Hazbin getting "snubbed" at the Grammy's because anyone older than 17 is thoroughly unimpressed with the writing and songs is pretty funny.
Hollywood conspiracies aside, I don't see the soundtrack of Hazbin Hotel as something to get a Grammy or even an Oscar nomination. It's stylistically diverse, funny and charming at times, well mixed and doesn't start feeling too annoying along the full listen, but it just feels... uninspired? Bland? I mean, don't get me wrong, I loved the electro swing standoff between Lucifer and Alastor and Adam's song is great simply because he's the best character of the series and whoever disagrees is a poser. It's just that all of these songs don't have too much of a character to them, like they ain't got much to stand out on their own. I really don't want to compare it to any Disney-produced or any nominated soundtracks and I frankly don't have the energy to listen to them, but I would assume that they've either left more impact on the culture or were just produced more lovingly.
Part of me thinks the reason they pushed Poison for best song is because it's "Wow so deep!", basically the song equivalent of an Oscar bait movie, because Stayed Gone, Hell is Forever, and Hell's Greatest Dad are massively better than Poison, maybe then it would have grabbed a nom.
Poison sounds nothing like an Oscar bait and definitely not a lyrically deep song. If any, I feel like "Respectless" out of all songs would have ended up a banger and a potential major award nominee, if it was performed by two pop music icons and its part in the episode received additional stylistic treatment.
It's funny because Poison was essentially a replacement for the song Addict. Even funnier because most of the Fandom likes Addict better than Poison too.

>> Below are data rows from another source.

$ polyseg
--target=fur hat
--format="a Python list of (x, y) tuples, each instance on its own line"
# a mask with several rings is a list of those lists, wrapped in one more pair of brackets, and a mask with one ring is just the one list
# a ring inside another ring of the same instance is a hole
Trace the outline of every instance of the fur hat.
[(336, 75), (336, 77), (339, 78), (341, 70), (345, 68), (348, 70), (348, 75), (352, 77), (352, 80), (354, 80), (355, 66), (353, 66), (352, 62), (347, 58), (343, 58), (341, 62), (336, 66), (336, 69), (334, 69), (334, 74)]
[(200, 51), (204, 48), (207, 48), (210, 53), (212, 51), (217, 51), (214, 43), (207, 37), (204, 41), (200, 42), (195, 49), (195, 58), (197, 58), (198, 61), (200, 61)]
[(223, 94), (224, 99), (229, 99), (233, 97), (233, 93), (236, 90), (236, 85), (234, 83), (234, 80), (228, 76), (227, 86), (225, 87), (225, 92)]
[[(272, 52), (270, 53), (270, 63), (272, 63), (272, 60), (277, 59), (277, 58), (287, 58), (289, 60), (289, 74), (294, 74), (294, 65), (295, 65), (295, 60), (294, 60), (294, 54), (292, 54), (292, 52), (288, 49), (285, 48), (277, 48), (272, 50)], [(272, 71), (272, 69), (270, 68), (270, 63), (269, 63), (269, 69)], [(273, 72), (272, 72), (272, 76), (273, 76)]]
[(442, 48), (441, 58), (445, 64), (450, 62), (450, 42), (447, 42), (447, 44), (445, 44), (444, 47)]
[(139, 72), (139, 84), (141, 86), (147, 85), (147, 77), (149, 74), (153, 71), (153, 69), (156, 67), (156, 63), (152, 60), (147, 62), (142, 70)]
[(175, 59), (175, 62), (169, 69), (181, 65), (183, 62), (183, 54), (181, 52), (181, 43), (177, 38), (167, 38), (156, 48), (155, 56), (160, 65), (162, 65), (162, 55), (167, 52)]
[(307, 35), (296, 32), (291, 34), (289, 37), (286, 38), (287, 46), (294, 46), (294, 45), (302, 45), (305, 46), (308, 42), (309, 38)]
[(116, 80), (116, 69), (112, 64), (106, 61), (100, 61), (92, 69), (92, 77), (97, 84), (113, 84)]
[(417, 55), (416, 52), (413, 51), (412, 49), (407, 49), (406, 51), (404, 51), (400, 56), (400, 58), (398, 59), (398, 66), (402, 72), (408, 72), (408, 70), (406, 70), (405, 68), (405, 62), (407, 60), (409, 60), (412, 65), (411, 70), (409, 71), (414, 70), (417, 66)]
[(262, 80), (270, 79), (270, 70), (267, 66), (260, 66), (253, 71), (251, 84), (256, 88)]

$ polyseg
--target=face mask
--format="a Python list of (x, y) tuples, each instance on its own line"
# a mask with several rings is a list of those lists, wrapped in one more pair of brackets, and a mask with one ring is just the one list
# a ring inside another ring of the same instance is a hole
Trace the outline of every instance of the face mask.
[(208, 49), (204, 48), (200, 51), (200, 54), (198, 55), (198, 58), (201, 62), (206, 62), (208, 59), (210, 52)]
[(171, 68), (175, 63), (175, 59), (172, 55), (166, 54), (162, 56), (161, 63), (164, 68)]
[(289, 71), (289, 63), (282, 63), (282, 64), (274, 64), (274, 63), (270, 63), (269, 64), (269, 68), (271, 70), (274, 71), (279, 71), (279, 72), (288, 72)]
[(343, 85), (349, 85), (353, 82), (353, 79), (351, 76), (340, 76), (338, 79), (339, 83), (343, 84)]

Might be due to the fact that Addict came out when Hazbin Hotel was still a pilot and Angel was voiced by Michael Kovach: when a character is created and its actor clicks with it in perfect chemistry, he becomes irreplaceable - the voice actor
becomes his voice, just like Brandon Rogers became the irreplacable voice for Blitz. I could think of at least a dozen voices for a gay Italian prostitute spider from hell, which also implies that four years before the release of the pilot VivziePop was considering his voice to be similar to
Richard Gere and
Steve Buscemi, but Michael has eventually defined both Angel and his voice in other projects - whenever I've heared his voice in other cartoon pilots, like Lackadaisy or Digital Circus, I was instantly thinking of "that Hazbin dude" speaking. His current actor Blake Roman, who I think did a decent job imitating his voice cracking and snarky intonation, won't bring the same energy into Angel Dust as Michael did. Most likely never will. In the context of a song accompanied by an animated sequence that features Angel Dust himself, an avid fan would expect to see and hear the character he got used to adore, yet that same energy is no longer there, even if the arrangement is of a better production quality. Perhaps if Michael's voice was in the first season "Poison" would have found more appeal, but at this point it's just an imitation - a not particularly bad one, but still an imitation.